As we enter a war with oil-producing nations let’s look at the Strategic Petroleum Reserve

The war in Israel is happening almost exactly 50 years to the day since the Arab-Israeli war (Oct 6, 1973), which led to the creation of the Strategic Petroleum Reserve.

The Strategic Petroleum Reserve is an emergency stockpile of petroleum maintained by the United States Department of Energy. It is the largest publicly known emergency supply in the world; its underground tanks in Louisiana and Texas have capacity for 714 million barrels. 

Right now it’s low. That’s because the Biden Administration is fundamentally incompetent but also very sensitive to criticism – in this case the rising price of gasoline. America’s emergency oil stockpile has plunged to 40-year lows. The shrinking Strategic Petroleum Reserve is limiting Washington’s ability to shield consumers from the fallout of Saudi Arabia’s aggressive supply cuts, according to Goldman Sachs.
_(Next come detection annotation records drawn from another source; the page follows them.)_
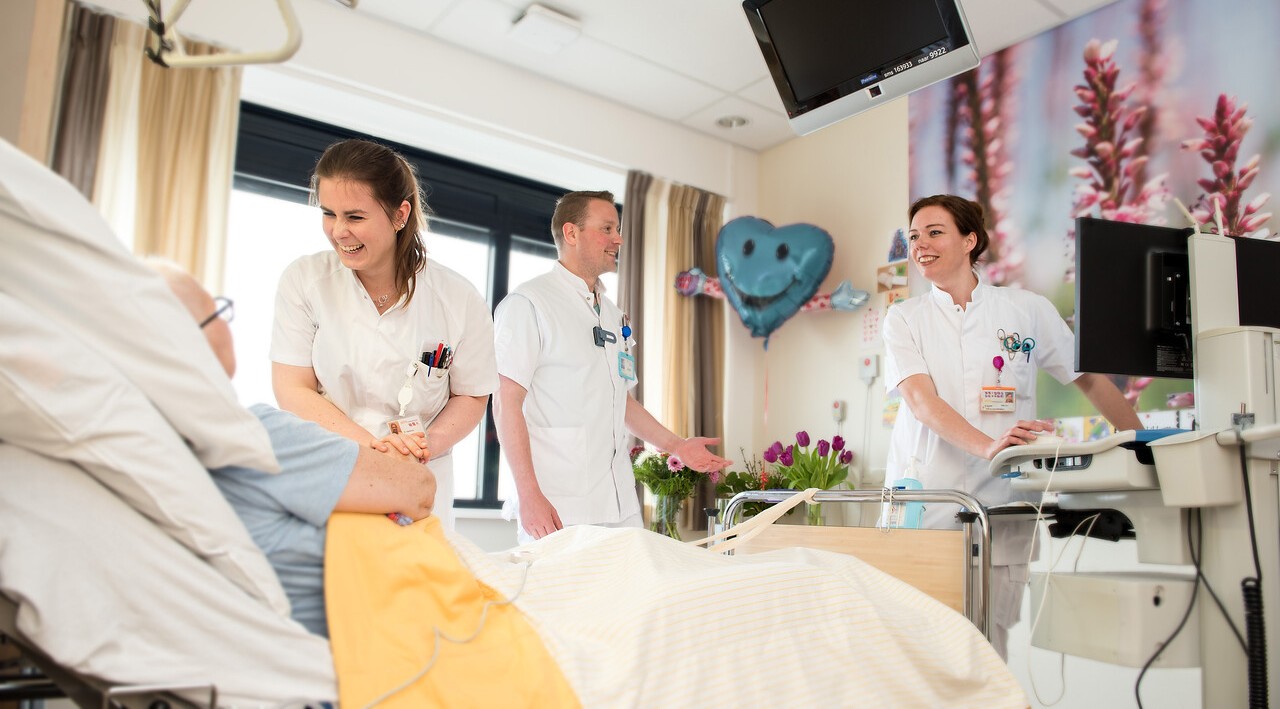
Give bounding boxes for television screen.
[742,0,979,134]
[1075,216,1192,379]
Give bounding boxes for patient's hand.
[372,431,431,463]
[374,445,425,463]
[520,490,564,539]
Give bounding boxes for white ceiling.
[356,0,1114,150]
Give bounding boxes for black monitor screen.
[760,0,950,102]
[1235,237,1280,328]
[1075,216,1192,379]
[742,0,978,118]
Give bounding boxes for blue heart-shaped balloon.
[716,216,836,338]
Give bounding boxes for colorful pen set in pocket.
[421,342,453,376]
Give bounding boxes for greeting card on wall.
[863,307,882,344]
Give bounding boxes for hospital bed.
[0,135,1025,708]
[724,489,991,635]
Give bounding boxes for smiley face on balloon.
[716,216,836,342]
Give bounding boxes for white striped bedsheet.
[451,526,1028,708]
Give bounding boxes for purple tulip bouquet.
[763,431,854,525]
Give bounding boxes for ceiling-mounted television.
[742,0,979,136]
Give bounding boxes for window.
[223,104,599,507]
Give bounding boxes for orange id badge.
[387,416,426,435]
[978,386,1018,413]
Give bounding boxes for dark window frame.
[233,102,568,509]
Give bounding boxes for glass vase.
[649,495,685,540]
[805,504,827,527]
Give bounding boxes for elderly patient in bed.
[147,259,435,637]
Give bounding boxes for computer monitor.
[1075,216,1193,379]
[742,0,979,136]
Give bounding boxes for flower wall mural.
[909,0,1280,417]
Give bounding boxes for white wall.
[0,0,64,163]
[742,100,908,482]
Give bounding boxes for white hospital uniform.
[271,251,498,529]
[494,262,640,531]
[883,276,1079,648]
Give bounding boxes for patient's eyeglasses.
[200,296,236,329]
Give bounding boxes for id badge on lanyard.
[387,361,426,435]
[978,355,1018,413]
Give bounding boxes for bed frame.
[723,489,991,637]
[0,595,218,709]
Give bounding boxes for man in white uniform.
[883,195,1142,657]
[493,192,730,543]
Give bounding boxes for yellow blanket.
[324,513,579,709]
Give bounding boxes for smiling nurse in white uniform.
[271,139,498,529]
[883,195,1142,657]
[493,191,730,544]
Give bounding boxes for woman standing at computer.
[883,195,1142,657]
[271,139,498,529]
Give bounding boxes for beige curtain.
[662,186,724,529]
[52,5,113,200]
[618,170,653,403]
[54,6,242,291]
[93,22,148,248]
[133,35,241,291]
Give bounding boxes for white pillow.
[0,139,279,472]
[0,443,337,706]
[0,293,289,616]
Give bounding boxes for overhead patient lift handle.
[142,0,302,68]
[708,489,991,637]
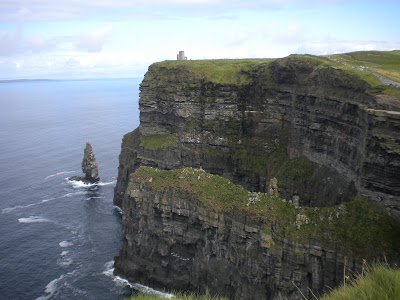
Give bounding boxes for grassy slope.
[153,50,400,100]
[156,59,272,85]
[126,265,400,300]
[132,167,400,257]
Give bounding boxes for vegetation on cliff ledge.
[140,134,178,150]
[131,167,400,256]
[145,51,400,99]
[126,265,400,300]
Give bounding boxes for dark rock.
[69,142,100,183]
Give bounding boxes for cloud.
[0,0,351,21]
[228,27,252,46]
[0,24,22,56]
[260,22,306,44]
[76,25,113,52]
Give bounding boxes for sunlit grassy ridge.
[126,293,228,300]
[128,167,400,255]
[331,50,400,82]
[321,265,400,300]
[152,59,272,85]
[147,50,400,99]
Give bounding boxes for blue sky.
[0,0,400,79]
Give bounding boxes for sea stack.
[69,142,100,183]
[82,142,100,183]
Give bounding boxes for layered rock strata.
[115,168,400,299]
[114,56,400,299]
[69,142,100,183]
[114,57,400,218]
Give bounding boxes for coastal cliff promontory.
[114,56,400,299]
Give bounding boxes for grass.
[320,264,400,300]
[126,264,400,300]
[126,292,228,300]
[140,134,178,150]
[131,167,400,253]
[144,50,400,100]
[324,50,400,99]
[153,59,272,85]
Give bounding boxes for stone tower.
[176,51,187,60]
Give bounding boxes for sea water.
[0,78,141,300]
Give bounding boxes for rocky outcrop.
[114,56,400,299]
[114,57,400,218]
[115,168,400,299]
[69,142,100,183]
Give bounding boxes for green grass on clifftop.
[147,50,400,100]
[156,59,272,85]
[132,167,400,257]
[126,293,228,300]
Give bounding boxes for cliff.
[114,56,400,299]
[115,167,400,299]
[114,56,400,218]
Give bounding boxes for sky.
[0,0,400,80]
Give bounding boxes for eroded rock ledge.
[114,56,400,219]
[114,56,400,299]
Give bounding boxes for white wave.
[67,178,97,189]
[85,197,104,201]
[65,178,117,189]
[44,171,75,180]
[113,205,122,215]
[58,258,73,267]
[102,260,175,299]
[18,216,51,223]
[36,275,64,300]
[58,241,74,248]
[63,191,86,198]
[1,198,56,214]
[97,180,117,186]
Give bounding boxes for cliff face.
[115,167,400,299]
[114,57,400,299]
[114,57,400,217]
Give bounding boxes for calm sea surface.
[0,79,141,300]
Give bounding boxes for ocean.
[0,78,142,300]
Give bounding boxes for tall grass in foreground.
[321,265,400,300]
[126,264,400,300]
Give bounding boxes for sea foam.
[58,241,74,248]
[36,275,64,300]
[1,198,55,214]
[44,171,75,180]
[18,216,50,223]
[103,261,175,299]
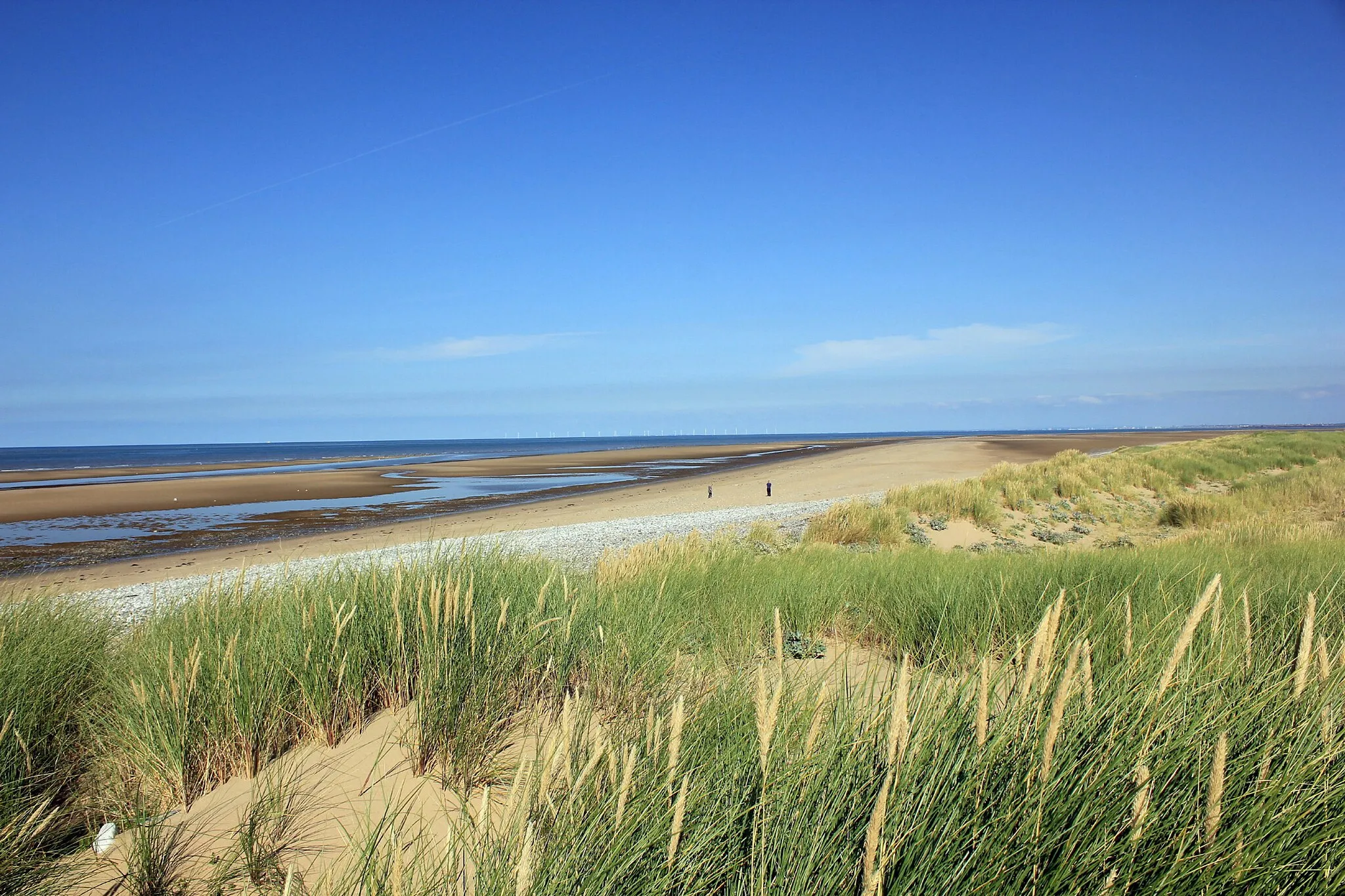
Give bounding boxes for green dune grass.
[0,434,1345,893]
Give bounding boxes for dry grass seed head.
[1018,605,1056,700]
[1130,759,1153,843]
[1205,731,1228,846]
[977,657,990,747]
[1041,642,1083,783]
[888,653,910,765]
[669,774,692,868]
[667,694,686,797]
[861,769,892,896]
[1243,588,1252,669]
[1154,575,1222,702]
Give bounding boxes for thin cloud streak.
[155,71,615,228]
[783,324,1069,376]
[372,333,580,362]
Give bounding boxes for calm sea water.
[0,427,1258,470]
[0,430,1302,547]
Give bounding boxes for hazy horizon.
[0,1,1345,446]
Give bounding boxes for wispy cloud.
[374,333,579,362]
[784,324,1069,376]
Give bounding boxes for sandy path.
[7,433,1213,595]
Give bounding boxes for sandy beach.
[5,433,1217,594]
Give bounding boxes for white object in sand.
[93,821,117,856]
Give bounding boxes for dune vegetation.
[807,431,1345,549]
[0,434,1345,896]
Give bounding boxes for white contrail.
[155,71,613,227]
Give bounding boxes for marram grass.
[0,435,1345,896]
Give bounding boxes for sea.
[0,427,1318,548]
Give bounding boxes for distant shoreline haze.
[0,423,1345,471]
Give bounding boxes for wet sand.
[7,433,1223,594]
[0,442,808,523]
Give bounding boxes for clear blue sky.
[0,0,1345,444]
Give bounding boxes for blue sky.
[0,1,1345,444]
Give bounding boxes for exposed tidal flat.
[0,433,1345,896]
[0,433,1209,588]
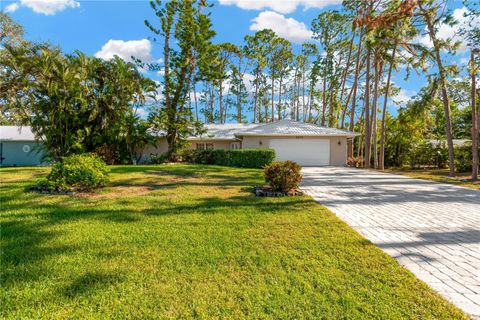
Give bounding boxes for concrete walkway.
[302,167,480,319]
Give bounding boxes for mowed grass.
[385,169,480,190]
[0,165,465,319]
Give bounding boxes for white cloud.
[250,11,312,43]
[417,7,480,52]
[17,0,80,16]
[5,3,20,12]
[95,39,153,62]
[219,0,342,13]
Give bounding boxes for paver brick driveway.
[302,167,480,318]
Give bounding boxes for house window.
[197,143,214,150]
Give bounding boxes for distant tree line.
[0,0,480,177]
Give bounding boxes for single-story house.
[143,119,358,166]
[0,119,358,166]
[0,126,44,166]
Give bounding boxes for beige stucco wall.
[141,136,347,166]
[242,136,347,166]
[330,137,347,167]
[140,138,236,163]
[188,140,231,150]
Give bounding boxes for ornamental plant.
[264,160,302,192]
[43,154,108,191]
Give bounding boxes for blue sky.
[0,0,468,117]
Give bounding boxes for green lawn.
[0,165,465,319]
[385,169,480,189]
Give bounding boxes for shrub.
[46,154,108,191]
[150,153,168,164]
[93,144,120,164]
[347,157,363,168]
[187,149,275,168]
[455,142,480,172]
[264,161,302,192]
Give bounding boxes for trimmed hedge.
[186,149,275,168]
[41,154,108,191]
[263,161,302,192]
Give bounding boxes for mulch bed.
[253,186,304,197]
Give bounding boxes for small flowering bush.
[42,154,108,191]
[264,161,302,192]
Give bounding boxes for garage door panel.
[269,139,330,166]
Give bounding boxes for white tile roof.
[236,119,358,137]
[0,126,35,141]
[189,123,259,140]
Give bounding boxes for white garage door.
[270,139,330,166]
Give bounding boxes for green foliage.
[407,140,448,169]
[0,44,156,159]
[263,161,302,192]
[186,149,275,168]
[150,153,168,164]
[46,154,108,191]
[455,142,480,172]
[145,0,219,161]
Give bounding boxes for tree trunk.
[348,31,363,156]
[193,82,198,121]
[277,75,283,120]
[340,27,355,103]
[471,50,480,182]
[307,79,314,122]
[321,77,327,126]
[379,42,397,170]
[272,76,275,122]
[420,5,455,177]
[364,48,372,169]
[208,82,215,123]
[302,68,306,122]
[253,67,259,123]
[218,79,223,123]
[372,54,383,169]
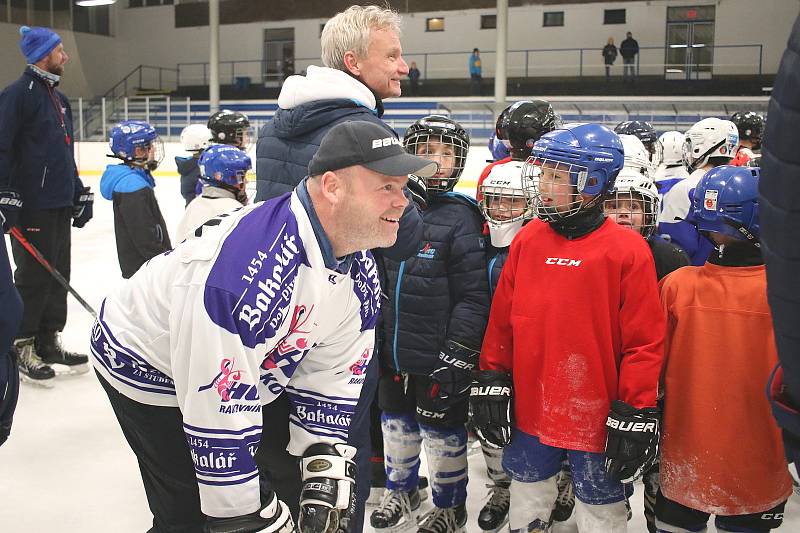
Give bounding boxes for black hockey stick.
[9,226,97,318]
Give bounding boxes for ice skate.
[551,464,575,522]
[478,485,511,533]
[14,337,56,388]
[36,332,89,376]
[417,505,467,533]
[369,489,421,533]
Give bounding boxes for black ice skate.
[417,505,467,533]
[369,489,421,533]
[14,337,56,388]
[550,462,575,522]
[36,332,89,374]
[478,485,511,533]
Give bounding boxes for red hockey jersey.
[480,220,665,452]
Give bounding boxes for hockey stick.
[9,226,97,318]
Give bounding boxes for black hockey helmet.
[731,111,766,150]
[403,115,469,193]
[208,109,252,150]
[497,100,561,161]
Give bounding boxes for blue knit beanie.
[19,26,61,65]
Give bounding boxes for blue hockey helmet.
[692,165,761,245]
[523,124,625,221]
[198,144,252,192]
[109,120,164,170]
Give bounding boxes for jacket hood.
[271,99,377,139]
[278,65,376,110]
[100,163,156,200]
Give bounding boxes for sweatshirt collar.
[295,177,355,274]
[28,64,61,87]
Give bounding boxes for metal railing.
[72,96,769,142]
[177,44,764,86]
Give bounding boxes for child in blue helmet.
[470,124,664,533]
[655,165,792,532]
[178,144,252,240]
[100,120,172,279]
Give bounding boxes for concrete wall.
[0,0,800,97]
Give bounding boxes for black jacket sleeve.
[446,204,489,350]
[759,17,800,408]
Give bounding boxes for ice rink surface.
[0,146,800,533]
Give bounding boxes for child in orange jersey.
[655,166,792,533]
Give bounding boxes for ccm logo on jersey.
[372,137,400,150]
[544,257,582,266]
[606,417,656,433]
[469,385,511,396]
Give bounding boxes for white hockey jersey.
[175,186,242,242]
[91,184,380,517]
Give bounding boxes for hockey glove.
[0,189,22,232]
[605,400,661,483]
[203,491,294,533]
[72,187,94,228]
[406,174,428,211]
[431,341,478,411]
[469,370,514,448]
[299,443,356,533]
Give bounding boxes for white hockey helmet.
[683,117,739,172]
[478,161,533,248]
[603,167,659,239]
[181,124,211,152]
[619,133,655,177]
[658,131,684,167]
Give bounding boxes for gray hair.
[320,6,403,72]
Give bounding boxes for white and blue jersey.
[658,169,714,266]
[91,183,380,517]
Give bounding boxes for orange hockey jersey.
[661,263,792,515]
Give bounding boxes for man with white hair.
[256,5,426,533]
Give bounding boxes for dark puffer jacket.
[381,193,489,375]
[759,12,800,460]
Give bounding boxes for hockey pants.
[503,430,628,533]
[379,374,467,508]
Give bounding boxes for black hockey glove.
[203,491,295,533]
[431,341,478,411]
[0,189,22,232]
[72,187,94,228]
[605,400,661,483]
[469,370,514,448]
[299,443,356,533]
[406,174,428,211]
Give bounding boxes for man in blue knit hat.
[0,26,93,386]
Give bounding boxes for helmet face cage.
[522,156,602,222]
[403,127,469,193]
[603,186,659,239]
[478,184,533,225]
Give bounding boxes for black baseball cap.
[308,120,438,178]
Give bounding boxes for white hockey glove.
[605,400,661,483]
[299,443,356,533]
[203,491,294,533]
[469,370,514,448]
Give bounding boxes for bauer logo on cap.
[703,189,719,211]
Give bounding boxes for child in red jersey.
[471,124,664,533]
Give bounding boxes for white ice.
[0,143,800,533]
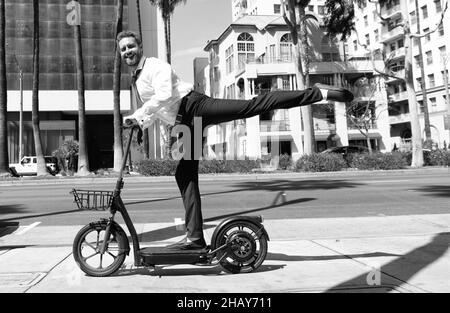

Couple this with a series of catastrophic energy decisions, including cancelling shale drilling, stopping pipelines, banning offshore drilling, subsidizing inefficient alternative power sources, allowing most of our refining to be conducted in the Middle East, etc., has led us to the brink. Russia has been supplying the world with oil via India. That is likely to end. Expect gas prices to go through the roof. 

And if we end up participating in a war, it’s going to be expensive. At some point it won’t be paid for by foreign bonds. The chickens will come home to roost and they are going to squeeze us until our pips squeak to make good on all that debt.